INFO  @ Tue, 24 May 2016 15:50:15: Finished processing sample file 
jiajiayb commented 6 years ago

Hi, sorry for asking a dumb question. May I know how to install TEcount in this case? Thanks!

dpryan79 commented 6 years ago

@jiajiayb You'd need to clone my fork (git clone https://github.com/dpryan79/tetoolkit), switch to the countOnly branch (cd tetoolkit; git checkout countOnly) and then follow the normal installation instructions. Having said that, I haven't followed development of this package in the 1.5 years since I made this pull request, so I don't know if any major advancements would then be missing (one of the authors would have to comment on that).

moskalenko commented 6 years ago

Was this PR considered for inclusion?

varsh1090 commented 6 years ago

Hi is there a way to specify output folder or file names in command line for TEcount?
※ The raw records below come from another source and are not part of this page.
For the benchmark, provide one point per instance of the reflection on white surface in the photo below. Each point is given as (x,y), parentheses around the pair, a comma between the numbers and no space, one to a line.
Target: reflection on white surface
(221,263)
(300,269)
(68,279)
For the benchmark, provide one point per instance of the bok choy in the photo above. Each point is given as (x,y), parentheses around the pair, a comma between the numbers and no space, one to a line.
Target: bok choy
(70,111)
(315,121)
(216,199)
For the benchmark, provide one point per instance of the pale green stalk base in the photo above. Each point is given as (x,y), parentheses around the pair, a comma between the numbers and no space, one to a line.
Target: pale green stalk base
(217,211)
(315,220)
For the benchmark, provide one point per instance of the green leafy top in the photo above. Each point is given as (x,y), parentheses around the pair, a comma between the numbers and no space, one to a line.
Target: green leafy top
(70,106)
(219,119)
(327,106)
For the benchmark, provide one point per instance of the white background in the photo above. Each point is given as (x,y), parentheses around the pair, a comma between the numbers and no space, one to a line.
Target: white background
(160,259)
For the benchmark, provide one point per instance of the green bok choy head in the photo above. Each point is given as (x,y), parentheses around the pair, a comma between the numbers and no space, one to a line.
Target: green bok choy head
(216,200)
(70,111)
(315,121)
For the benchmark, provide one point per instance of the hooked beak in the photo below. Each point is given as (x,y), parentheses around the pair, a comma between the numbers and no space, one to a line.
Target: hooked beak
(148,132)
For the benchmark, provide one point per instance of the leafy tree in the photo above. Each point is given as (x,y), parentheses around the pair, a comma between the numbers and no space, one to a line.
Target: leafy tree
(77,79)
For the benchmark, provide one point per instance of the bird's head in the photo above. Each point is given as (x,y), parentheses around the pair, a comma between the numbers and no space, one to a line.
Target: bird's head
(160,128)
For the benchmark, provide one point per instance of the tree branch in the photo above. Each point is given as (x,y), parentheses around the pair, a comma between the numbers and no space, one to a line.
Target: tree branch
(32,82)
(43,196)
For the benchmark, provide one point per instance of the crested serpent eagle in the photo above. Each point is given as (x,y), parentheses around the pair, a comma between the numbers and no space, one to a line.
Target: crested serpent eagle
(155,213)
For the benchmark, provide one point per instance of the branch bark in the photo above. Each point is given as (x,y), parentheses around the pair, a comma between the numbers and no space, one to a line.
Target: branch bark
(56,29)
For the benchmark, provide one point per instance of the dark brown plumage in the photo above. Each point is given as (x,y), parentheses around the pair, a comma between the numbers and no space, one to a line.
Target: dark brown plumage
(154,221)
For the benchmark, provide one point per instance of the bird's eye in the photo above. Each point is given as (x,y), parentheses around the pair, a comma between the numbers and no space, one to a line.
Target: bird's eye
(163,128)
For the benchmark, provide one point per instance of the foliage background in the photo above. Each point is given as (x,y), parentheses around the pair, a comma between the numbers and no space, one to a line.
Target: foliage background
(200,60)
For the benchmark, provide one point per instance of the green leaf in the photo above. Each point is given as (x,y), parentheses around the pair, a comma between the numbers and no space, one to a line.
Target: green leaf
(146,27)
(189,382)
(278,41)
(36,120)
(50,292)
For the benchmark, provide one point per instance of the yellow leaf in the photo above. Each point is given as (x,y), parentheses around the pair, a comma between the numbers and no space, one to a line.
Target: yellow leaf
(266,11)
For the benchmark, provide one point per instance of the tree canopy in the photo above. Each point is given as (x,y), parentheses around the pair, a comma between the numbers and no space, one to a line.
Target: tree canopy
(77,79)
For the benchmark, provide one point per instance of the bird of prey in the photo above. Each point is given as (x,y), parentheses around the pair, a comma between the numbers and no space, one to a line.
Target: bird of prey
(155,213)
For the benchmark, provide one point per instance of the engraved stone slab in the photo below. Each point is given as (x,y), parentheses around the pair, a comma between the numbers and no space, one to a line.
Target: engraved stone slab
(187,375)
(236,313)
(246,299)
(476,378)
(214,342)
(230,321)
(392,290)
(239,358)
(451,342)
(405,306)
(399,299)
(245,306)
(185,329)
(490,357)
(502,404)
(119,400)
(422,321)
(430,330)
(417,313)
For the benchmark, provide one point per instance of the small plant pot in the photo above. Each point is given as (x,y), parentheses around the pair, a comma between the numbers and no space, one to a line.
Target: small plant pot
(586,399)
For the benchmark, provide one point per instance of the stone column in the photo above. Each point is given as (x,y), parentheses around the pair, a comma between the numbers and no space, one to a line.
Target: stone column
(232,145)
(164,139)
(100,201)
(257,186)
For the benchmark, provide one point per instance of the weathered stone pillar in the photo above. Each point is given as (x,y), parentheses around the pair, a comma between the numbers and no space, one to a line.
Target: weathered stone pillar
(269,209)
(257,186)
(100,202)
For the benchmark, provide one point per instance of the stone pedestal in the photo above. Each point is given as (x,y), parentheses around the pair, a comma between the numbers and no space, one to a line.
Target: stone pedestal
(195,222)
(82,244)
Thank you!

dpryan79 commented 6 years ago

There's a --prefix option that can be used for this purpose.

olivertam commented 6 years ago

Dear @dpryan79, Thank you for your input on the TEcount program. We have decided to implement a version of TEcount that more closely mimics the TEtranscripts output (e.g. single output file). Thank you again for all your help.